# Did you enroll your puppy in an obedience class?



## cockapup (Jul 10, 2012)

Did you enroll your puppy in an obedience class and at what age?
Do you recommend it or are cockapoos easy enough to train using books/internet? I am reading dog training books but not sure if this is enough.

Do you think it affects how your cockapoo turned out?


----------



## kendal (Jul 16, 2009)

if you don't want to go for the training you should at least go for the socialization. both dog and people. and i would say as early as possible. group classes expose your pup to dogs of all shapes and sizes and teaches them how to react round other dogs, even badly behaved dogs in a class are useful as a distraction for other dogs as they learn to ignore and focus on you. 

so i would say go for it, as soon as you can


----------



## TraceyT33 (Jun 25, 2012)

I was thinking the same thing.... and I am definitely going to book into a training class, what age would you recommend? I havent got my pup yet but want to try and book something.
x


----------



## kendal (Jul 16, 2009)

most classes will take puppies after their second injection about 12-14 weeks depending on the class, i got to take Echo and Delta to class (but not train with them) at 8 weeks old because i already had Gypsy and Inca at the class so the puppy just came too. even just getting to go to sit a watch with your puppy till its old enough exposes it to all the noises and smells so its not a daunting. but every class is different. 
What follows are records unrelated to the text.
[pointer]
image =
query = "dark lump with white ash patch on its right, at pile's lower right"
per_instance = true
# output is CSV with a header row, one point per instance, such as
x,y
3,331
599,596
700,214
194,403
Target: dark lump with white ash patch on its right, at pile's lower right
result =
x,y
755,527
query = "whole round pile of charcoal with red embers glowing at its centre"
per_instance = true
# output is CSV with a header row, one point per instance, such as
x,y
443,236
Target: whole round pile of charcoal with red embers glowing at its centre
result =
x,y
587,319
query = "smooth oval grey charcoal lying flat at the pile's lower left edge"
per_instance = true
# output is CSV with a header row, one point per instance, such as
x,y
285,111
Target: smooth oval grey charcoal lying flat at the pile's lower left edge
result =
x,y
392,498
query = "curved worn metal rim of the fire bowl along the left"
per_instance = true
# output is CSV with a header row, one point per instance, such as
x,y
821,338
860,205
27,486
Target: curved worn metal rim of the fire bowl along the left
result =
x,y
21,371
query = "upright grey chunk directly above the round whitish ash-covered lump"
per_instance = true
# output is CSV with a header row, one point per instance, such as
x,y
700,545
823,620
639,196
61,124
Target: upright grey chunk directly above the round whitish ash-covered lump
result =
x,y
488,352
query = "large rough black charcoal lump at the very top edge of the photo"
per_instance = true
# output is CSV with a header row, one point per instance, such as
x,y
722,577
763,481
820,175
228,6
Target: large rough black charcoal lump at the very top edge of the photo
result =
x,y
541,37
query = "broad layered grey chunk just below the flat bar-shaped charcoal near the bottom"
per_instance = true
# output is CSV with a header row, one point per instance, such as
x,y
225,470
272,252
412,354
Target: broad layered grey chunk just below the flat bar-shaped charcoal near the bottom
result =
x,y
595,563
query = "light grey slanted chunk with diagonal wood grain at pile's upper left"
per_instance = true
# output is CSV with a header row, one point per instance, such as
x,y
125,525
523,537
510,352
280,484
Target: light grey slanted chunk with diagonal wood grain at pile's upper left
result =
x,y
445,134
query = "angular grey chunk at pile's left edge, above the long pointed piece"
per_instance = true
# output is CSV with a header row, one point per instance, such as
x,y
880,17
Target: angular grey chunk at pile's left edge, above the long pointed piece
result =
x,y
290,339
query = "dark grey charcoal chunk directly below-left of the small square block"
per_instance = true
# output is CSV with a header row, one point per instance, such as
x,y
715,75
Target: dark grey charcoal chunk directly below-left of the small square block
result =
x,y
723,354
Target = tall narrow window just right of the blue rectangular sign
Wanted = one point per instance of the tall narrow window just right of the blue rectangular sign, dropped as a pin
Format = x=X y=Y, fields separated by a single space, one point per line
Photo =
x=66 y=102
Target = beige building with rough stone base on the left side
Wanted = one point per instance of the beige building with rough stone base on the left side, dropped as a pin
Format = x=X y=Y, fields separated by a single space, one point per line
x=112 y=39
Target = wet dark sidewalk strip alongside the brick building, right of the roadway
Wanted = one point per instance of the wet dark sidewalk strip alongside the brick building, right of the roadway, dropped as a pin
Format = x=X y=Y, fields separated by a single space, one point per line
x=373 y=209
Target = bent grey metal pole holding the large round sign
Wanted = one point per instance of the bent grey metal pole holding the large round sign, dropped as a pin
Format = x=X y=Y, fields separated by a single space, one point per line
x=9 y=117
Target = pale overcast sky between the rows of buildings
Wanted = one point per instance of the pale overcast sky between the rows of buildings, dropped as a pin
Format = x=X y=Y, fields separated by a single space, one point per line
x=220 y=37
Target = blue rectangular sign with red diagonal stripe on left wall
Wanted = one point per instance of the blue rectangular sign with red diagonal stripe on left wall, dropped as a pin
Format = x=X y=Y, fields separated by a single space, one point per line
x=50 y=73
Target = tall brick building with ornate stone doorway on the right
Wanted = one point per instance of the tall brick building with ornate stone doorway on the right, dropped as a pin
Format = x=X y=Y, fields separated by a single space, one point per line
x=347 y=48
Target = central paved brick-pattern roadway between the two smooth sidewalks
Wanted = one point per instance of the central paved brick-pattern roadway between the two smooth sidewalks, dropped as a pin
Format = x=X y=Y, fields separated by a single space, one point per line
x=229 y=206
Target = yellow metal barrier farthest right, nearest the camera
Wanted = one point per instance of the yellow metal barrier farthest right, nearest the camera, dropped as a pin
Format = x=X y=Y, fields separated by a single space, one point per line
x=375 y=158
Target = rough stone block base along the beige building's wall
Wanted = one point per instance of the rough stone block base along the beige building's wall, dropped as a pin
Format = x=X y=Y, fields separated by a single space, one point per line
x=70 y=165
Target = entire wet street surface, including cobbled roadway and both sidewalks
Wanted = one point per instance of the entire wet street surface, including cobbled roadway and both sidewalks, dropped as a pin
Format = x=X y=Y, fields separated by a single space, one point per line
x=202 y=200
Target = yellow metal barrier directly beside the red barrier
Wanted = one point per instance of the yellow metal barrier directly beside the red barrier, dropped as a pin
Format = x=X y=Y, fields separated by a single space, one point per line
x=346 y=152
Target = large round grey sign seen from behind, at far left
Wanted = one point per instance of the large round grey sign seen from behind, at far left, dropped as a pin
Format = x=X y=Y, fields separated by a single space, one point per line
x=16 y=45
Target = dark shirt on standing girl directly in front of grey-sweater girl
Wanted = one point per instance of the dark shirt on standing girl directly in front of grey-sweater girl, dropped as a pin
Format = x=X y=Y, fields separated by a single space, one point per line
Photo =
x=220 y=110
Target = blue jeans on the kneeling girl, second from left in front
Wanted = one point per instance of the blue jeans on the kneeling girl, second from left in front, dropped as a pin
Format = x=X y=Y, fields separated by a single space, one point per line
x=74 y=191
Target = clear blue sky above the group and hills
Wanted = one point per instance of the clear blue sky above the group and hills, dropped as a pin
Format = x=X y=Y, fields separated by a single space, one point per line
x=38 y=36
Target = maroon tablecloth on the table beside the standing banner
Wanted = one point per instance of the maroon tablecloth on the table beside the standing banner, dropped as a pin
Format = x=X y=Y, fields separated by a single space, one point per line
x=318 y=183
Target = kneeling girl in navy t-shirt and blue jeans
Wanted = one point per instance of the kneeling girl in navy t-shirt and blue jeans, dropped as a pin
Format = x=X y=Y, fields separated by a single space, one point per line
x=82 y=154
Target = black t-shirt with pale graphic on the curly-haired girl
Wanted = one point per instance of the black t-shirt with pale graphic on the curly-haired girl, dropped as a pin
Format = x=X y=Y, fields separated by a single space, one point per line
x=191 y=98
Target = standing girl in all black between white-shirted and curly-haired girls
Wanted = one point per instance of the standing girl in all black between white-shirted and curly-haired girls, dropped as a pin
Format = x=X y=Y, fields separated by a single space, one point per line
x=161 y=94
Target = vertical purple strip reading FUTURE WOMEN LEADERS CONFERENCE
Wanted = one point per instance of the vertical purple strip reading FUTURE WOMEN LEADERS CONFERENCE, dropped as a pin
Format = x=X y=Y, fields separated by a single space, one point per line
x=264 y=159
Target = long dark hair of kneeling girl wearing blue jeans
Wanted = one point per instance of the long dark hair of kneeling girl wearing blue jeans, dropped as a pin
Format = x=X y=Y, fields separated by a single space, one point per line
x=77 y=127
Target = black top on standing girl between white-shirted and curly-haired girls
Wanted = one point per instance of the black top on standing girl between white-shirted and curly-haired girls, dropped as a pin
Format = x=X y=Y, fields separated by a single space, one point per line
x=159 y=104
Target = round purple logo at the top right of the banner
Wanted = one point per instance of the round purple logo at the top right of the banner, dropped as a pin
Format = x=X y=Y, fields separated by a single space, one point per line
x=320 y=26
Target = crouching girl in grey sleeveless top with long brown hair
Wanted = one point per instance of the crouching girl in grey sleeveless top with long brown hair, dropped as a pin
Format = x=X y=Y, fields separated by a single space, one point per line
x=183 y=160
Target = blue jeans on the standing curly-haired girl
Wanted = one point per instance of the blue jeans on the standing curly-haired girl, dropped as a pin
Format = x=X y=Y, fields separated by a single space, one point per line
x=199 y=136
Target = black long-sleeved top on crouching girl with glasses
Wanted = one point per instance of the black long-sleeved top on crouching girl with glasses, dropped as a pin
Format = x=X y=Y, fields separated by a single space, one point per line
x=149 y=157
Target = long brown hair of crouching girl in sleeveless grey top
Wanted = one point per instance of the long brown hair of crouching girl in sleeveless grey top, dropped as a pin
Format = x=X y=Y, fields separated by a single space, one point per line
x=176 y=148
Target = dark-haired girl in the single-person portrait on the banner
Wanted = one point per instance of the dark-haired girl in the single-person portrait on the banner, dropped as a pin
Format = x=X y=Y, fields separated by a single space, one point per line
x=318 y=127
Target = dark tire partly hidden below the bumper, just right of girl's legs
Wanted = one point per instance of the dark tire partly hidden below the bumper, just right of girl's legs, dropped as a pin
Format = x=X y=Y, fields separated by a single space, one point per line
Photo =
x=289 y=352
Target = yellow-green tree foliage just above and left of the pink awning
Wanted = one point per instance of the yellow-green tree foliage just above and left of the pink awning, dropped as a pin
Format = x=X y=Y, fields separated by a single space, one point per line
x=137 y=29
its also fun to go and see another pup doing exactly what your wee one does, makes it fell a bit more normal actually seeing that is is just a puppy behavior.


----------



## anndante (Oct 26, 2011)

Yes I took Polly to classes as soon as she had had her injections. It was good, but sadly after Christmas there haven't been any classes for her. But I think going to classes is good socialisation as well as giving you the basics in training. Took hubbie as well in case it might train him, but doesn't seem to have worked! lol


----------



## MillieDog (Jun 1, 2011)

I would look for training classes, especially if you're a new dog owner or haven't trained a dog in years. I think its only fair on the dog for them to know what is expected of them and a well behaved dog is a happy dog. 
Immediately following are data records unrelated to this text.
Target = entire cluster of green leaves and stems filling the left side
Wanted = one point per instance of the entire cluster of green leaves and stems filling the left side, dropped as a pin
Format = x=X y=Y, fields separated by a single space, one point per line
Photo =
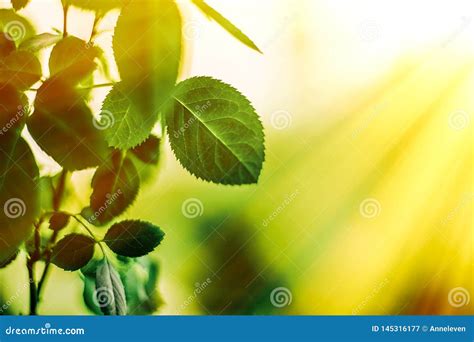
x=213 y=130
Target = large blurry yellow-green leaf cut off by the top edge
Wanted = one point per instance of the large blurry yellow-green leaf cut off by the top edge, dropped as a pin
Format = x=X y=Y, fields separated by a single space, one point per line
x=147 y=49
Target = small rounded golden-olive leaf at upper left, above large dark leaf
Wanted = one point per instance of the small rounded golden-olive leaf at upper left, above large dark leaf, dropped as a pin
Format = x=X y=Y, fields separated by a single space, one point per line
x=72 y=59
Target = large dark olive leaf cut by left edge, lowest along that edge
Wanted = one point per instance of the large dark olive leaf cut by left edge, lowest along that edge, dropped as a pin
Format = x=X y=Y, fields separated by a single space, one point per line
x=18 y=192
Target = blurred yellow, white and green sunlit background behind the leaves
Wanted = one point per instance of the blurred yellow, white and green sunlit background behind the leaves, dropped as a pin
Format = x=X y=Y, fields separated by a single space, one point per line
x=365 y=203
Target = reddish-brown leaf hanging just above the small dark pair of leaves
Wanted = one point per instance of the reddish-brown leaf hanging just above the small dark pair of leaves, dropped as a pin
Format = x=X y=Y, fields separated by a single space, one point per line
x=115 y=186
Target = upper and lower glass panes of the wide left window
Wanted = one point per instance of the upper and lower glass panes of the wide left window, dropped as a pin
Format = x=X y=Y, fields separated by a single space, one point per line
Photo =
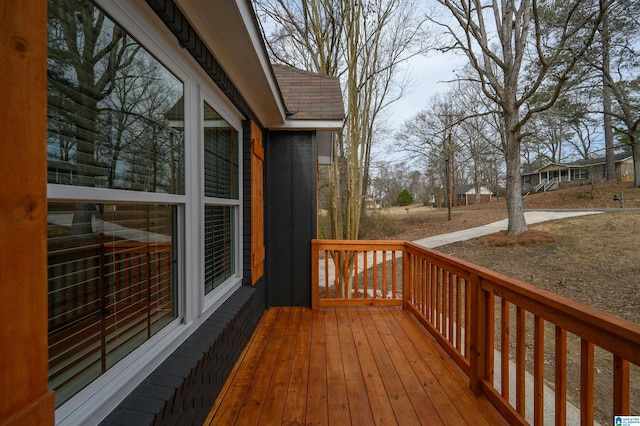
x=115 y=121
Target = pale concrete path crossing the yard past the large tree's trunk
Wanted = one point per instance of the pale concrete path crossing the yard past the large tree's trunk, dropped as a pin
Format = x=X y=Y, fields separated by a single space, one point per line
x=532 y=217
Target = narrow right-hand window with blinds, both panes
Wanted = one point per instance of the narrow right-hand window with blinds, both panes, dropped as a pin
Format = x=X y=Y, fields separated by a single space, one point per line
x=221 y=177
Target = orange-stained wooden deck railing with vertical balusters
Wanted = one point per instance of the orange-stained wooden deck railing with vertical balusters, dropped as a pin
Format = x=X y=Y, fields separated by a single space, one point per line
x=467 y=310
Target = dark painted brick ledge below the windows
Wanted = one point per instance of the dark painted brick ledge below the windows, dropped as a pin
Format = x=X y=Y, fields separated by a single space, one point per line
x=184 y=387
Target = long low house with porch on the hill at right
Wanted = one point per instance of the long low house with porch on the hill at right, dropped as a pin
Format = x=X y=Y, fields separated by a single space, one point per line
x=547 y=177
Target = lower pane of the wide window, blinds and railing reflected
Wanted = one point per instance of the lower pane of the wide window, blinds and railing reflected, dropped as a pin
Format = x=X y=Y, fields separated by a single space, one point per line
x=112 y=286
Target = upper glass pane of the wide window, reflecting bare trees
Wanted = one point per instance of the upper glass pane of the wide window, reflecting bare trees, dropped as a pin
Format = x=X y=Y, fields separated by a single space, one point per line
x=115 y=113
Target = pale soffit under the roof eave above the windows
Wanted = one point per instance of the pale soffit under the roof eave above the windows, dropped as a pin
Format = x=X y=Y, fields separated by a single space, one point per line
x=228 y=29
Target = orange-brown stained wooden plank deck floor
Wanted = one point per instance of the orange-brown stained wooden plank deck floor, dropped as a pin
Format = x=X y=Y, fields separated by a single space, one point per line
x=347 y=366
Look for reward type training and not one that advocates punishment, its surprising that they still exist, but we have heard stories on here on puppies arriving at training and the trainer turns the pup over and pins them down until they are crying. The trainer is pleased with themselves saying there, now they know who is boss ! 

I went for clicker training method, which is very easy to use. I haven't 'clicked' Millie for about a year and last week in Agility she was having trouble grasping what was expected of her. I asked the trainer if I could try clicking when she got the task right, which she thought was worth a try but didn't think it would work. Well within one click she got it, it was that instant


----------



## tessybear (May 1, 2011)

Mine both went to puppy play school which was for socialisation, then obedience classes. Dexter even went on to the intermediate class, I didn't need to take Bonnie as she has always copied what he does!


----------



## Scarlett (Dec 15, 2011)

We thought about this a lot when we got Scarlett. There were a couple of classes that were full, one never contacted me back, one was ridiculously expensive, and then I got laid off from my job. Needless to say, we didn't get Scarlett into a puppy class. We work with her a fair bit at home, and she is bright and has picked up most things easily. We have also made sure that she has been out to many different places in order to get her socialized - as soon as we brought her home we started this. She has been out on walks, to local trails, my moms daycare, families homes, dog parks, etc. So she has been around people of all ages, and lots of animals from a young age. I think that she has grown up well. We have had a couple of little things pop up, but I think you will run into that whether you go to an obedience class or not.


----------



## TraceyT33 (Jun 25, 2012)

I am going to have a look at what we have near us.... although I didn't do this with my other dog I feel it might be worth a try this time round... thanks for this thread


----------



## RuthMill (Jun 30, 2012)

Yes yes yes.. Definitely worth it!


----------



## DB1 (Jan 20, 2012)

I wouldn't worry if it is really hard for you to get to one, as long as they get socialised with other dogs, but if you can I would definitely recommend going, a good trainer will be training you to train your dog, sometimes you could be making tiny mistakes without realising it that can make a big difference to how your dog responds, and it is good socialisation for the owners as well of course.


----------



## jannie (Aug 6, 2012)

i spoke to a trainer today that i have told is really good , she charges £25 for an i hr one to one and wants me to take pup with in a week of having him , she told me not to worry about the second injection once she is satisfied that i will do as instructed lol that's going to be fun i will do anything if asked but hackles go up if told but i will behave important for pup:whatever: then when i progress there will be 5 of us in the classes to a cost of £5 each


----------